Una apreciada miembro, pionera del Departamento de Mujeres del distrito de Hodogaya, prefectura de Kanagawa, luchó junto conmigo durante los primeros años de nuestro movimiento y efectuó grandes contribuciones al Kosen-rufu. Nunca olvidaré que ella y su esposo solían ir a la estación de Yokohama para despedirme, cada vez que yo tomaba el tren desde allí hasta Kansai, para asistir a una nueva sesión del juicio relacionado con el incidente de Osaka.[4]

Esta integrante ardía con el espíritu de la Soka Gakkai de triunfar sobre las funciones negativas que trataban de obstruir el progreso del Kosen-rufu.
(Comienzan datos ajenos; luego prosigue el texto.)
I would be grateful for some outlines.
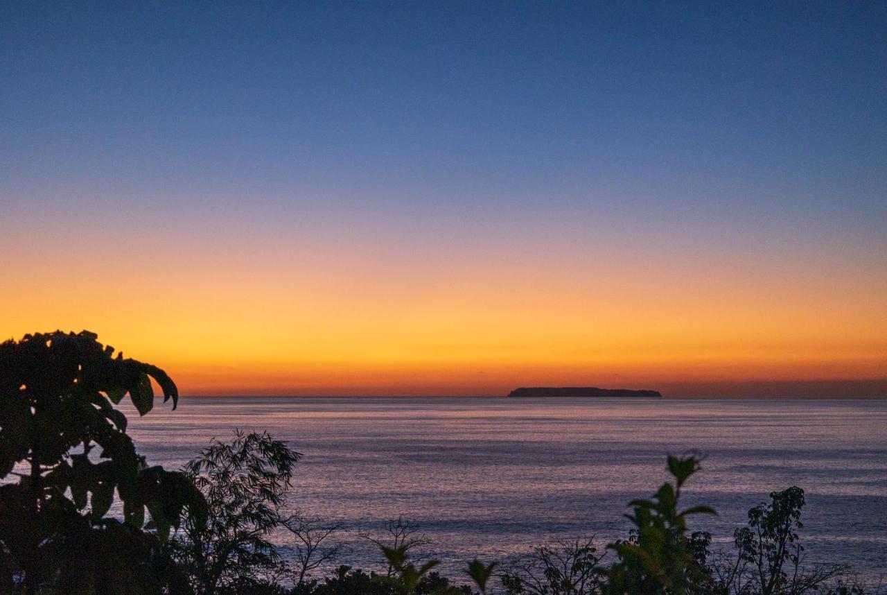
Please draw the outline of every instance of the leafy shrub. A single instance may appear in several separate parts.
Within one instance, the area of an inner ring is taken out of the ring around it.
[[[184,474],[146,466],[114,407],[129,394],[149,412],[153,378],[175,409],[176,385],[97,338],[56,331],[0,345],[0,478],[18,479],[0,486],[4,592],[184,588],[161,542],[185,509],[205,519],[206,503]],[[106,516],[115,492],[122,521]]]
Ella, entonces una joven esposa y madre, entabló una amistad estrecha con sus vecinos y, más adelante, desempeñó un papel muy activo en la asociación vecinal de su zona y pudo granjearse la confianza y el respeto de muchas personas dentro de su comunidad.
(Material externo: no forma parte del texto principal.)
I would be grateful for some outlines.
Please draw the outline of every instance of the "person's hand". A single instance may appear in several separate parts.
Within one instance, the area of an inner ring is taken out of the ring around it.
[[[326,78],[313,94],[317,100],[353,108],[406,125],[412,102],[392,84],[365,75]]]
Ahora sigue dedicándose enérgicamente al Kosen-rufu, colocando el nombre de sus amigos ante el Gohonzon, entonando el daimoku por la felicidad de ellos y dialogando con todos acerca de los ideales y principios del budismo de Nichiren Daishonin. En el Registro de las enseñanzas transmitidas oralmente, el Daishonin establece: “[El Sutra del loto describe cómo] uno danza de alegría cuando llega a comprender que los elementos del cuerpo y de la mente son la Ley Maravillosa”.[5] Cuando despertamos a la realidad de que nuestra vida es la Ley mística, no solo se colma nuestra existencia de una inmensa alegría sin fin, sino que fluyen ilimitadamente de nuestro interior las palabras de aliento e inspiración a los demás.
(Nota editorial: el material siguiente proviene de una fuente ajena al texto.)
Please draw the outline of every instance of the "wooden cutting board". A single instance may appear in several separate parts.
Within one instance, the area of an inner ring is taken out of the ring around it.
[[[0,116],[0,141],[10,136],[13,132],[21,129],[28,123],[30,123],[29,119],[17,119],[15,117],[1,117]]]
El Sol derrama su luz generosa e ininterrumpidamente. ¡Seamos así de generosos al emplear la voz para iluminar el corazón de nuestras amistades! Recuerden: la voz lleva a cabo la tarea del Buda.

Cada diálogo

emprendido

en bien del Kosen-rufu

abren en nuestra vida,

flores de buena fortuna

en fragante profusión.

          (Publicado en la edición de abril de 2012 de Daibyakurenge, revista mensual de estudio de la Soka Gakkai.)

 

 


[1] Ikeda, Daisaku y Sadovnichy Victor A.: Atarashiki Jinrui o, Atarashiki Sekai o—Kyoiku to Shakai o Kataru (Una nueva humanidad, un nuevo mundo – Discurso sobre la educación y la sociedad), Tokio: Ushio Shuppansha, 2002, pág. 124.

[2] Los escritos de Nichiren Daishonin (END), Tokio: Soka Gakkai, 2008, pág. 19.

[3] END, pág. 466.

[4] Incidente de Osaka: El presidente de la SGI, Daisaku Ikeda, quien era en ese entonces responsable del grupo directivo de la División de Jóvenes, fue arrestado el 3 de julio de 1957 y acusado injustamente de violar la ley electoral en las elecciones de renovación parcial de la Cámara de Senadores (Cámara Alta) de Osaka. A ello siguió un juicio que duró casi cinco años, al cabo de los cuales el señor Ikeda fue exonerado de todos los cargos.

[5] The Record of the Orally Transmitted Teachings (Registro de las enseñanzas transmitidas oralmente), traducido por Burton Watson, Tokio: Soka Gakkai, 1996, pág. 45.